Diabetes. Tooth decay. Triglycerides. Heart disease. Stroke. Weakened immune system. Any guesses as what the common link is? Sugar. For decades now, sugar levels in our foods have steadily increased, leading to a multitude of unwanted health problems. Our overconsumption of sugar has led many to consider cutting their overall intake, a task that is easier said than done considering its’ prevalence in everything from soup to breakfast cereal.
The World Health Organization recommended in 2014 that we half our daily sugar intake from 10% of our diet to 5%, or roughly 50g a day per adult, and 30g for children.

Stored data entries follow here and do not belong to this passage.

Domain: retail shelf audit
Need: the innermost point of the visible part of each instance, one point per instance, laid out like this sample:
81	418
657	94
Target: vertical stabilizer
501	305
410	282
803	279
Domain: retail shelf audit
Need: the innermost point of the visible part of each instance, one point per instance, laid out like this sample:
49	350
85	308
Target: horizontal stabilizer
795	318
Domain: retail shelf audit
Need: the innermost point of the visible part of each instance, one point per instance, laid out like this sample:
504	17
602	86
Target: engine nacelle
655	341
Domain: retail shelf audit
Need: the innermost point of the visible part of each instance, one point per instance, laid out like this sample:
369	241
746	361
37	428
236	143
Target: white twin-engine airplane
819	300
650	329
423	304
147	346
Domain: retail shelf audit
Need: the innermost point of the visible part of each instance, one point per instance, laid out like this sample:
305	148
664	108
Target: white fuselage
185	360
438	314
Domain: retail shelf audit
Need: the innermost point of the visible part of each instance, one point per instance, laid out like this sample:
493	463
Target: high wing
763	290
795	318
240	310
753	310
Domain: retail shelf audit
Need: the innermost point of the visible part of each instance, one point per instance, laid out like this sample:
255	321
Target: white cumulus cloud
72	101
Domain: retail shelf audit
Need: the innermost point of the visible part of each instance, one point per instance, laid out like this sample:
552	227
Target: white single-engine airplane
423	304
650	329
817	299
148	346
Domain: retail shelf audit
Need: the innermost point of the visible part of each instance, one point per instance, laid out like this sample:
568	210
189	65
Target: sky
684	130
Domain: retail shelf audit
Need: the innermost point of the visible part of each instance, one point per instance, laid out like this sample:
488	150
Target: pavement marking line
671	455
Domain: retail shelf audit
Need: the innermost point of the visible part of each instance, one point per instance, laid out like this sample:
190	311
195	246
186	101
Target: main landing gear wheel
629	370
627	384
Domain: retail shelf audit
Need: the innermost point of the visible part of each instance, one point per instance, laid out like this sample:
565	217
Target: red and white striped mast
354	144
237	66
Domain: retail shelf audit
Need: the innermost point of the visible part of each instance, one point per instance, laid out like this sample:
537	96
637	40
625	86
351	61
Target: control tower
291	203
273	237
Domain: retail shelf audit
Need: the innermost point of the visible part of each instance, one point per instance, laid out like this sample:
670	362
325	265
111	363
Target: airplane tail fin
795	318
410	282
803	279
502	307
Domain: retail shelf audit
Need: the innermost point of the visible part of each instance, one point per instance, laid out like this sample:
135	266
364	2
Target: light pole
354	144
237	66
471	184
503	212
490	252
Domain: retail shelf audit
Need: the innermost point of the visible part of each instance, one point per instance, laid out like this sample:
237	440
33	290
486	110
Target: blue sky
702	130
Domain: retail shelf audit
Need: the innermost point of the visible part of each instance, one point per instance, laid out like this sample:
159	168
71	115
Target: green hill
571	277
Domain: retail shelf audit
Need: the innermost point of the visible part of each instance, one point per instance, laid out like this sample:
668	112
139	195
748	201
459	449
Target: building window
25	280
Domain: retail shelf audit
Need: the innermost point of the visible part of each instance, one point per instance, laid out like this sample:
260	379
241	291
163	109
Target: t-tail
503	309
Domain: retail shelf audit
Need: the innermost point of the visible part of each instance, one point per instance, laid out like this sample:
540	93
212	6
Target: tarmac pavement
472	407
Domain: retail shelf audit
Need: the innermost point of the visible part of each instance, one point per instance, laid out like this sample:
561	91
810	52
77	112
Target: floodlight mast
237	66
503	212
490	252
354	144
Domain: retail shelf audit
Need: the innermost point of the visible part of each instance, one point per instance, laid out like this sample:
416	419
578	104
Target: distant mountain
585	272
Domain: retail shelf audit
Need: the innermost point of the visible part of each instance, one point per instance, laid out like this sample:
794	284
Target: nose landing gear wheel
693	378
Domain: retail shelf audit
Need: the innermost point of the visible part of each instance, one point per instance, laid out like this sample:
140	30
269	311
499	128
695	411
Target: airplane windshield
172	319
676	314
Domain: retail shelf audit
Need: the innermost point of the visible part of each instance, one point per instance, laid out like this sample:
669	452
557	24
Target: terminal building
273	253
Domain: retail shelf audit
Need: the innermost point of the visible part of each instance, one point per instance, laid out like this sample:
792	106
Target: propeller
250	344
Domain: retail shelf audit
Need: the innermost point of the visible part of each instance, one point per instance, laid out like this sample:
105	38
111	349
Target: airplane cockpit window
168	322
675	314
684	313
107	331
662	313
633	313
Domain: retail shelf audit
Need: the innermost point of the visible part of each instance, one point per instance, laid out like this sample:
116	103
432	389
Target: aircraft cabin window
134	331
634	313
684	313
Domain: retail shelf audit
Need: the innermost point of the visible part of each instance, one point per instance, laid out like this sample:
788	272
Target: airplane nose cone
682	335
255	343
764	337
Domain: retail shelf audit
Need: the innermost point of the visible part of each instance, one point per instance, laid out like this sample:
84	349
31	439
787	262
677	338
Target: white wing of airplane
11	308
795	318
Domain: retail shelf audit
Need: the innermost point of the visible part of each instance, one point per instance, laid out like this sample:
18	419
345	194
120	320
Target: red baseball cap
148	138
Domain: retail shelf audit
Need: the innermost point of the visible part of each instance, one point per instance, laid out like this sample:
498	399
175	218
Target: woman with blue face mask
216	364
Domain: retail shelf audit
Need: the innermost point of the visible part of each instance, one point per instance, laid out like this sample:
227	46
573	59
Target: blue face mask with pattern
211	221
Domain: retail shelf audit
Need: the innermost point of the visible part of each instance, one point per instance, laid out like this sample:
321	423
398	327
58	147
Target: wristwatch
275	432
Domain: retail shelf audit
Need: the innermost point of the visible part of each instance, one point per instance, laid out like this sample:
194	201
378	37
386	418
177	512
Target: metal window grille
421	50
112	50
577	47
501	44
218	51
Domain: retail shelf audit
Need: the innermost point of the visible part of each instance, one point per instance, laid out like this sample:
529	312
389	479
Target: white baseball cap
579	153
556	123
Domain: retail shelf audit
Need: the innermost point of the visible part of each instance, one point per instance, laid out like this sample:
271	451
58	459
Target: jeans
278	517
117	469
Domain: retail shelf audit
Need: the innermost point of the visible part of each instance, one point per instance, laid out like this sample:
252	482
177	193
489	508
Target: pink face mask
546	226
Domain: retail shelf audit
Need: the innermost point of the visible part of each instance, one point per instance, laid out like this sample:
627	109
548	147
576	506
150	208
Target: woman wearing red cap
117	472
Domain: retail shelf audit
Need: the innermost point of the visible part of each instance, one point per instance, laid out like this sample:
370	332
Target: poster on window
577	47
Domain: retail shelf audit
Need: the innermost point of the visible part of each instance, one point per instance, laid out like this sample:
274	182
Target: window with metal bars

When you consider that a single 355 ml (12 oz) can of Coca Cola contains 39g of sugar, it really puts our consumption in perspective. So what exactly can you do to reduce your sugar intake?
At the risk of sounding like a broken record, cutting out processed foods and opting for healthier alternatives continue to be the best option available to ensure you are consuming a healthy diet. Another possibility is to carefully read over the nutritional labels on whatever you buy to be able to make more informed decisions regarding your purchases.
Of course, sugar does occur naturally in several natural products, but in much smaller doses to their processed counterparts. Staying away from processed sugars such as corn syrup and molasses is a step in the right direction, and making sure you know exactly just how much sugar you are ingesting will also help give you an idea at exactly how much you are consuming.
The United Kingdom’s National Health Service advises that more than 22.5g of total sugars per 100g is high and that 5g of total sugars or less per 100g is low, with any number in between considered medium. This is an acceptable range that you should keep in mind when reading labels, and could lead to you making several changes to your usual purchases.
Cutting down on sugar can also be done fairly easily by cutting out products which you know are already high in sugar, such as fizzy drinks, certain processed breakfast cereals and syrups. Additionally, if you take sugar with hot beverages you can gradually reduce your intake until you get used to no longer having it. These are all very simple tips that do not take much time or effort to implement, but rather rely on your own determination.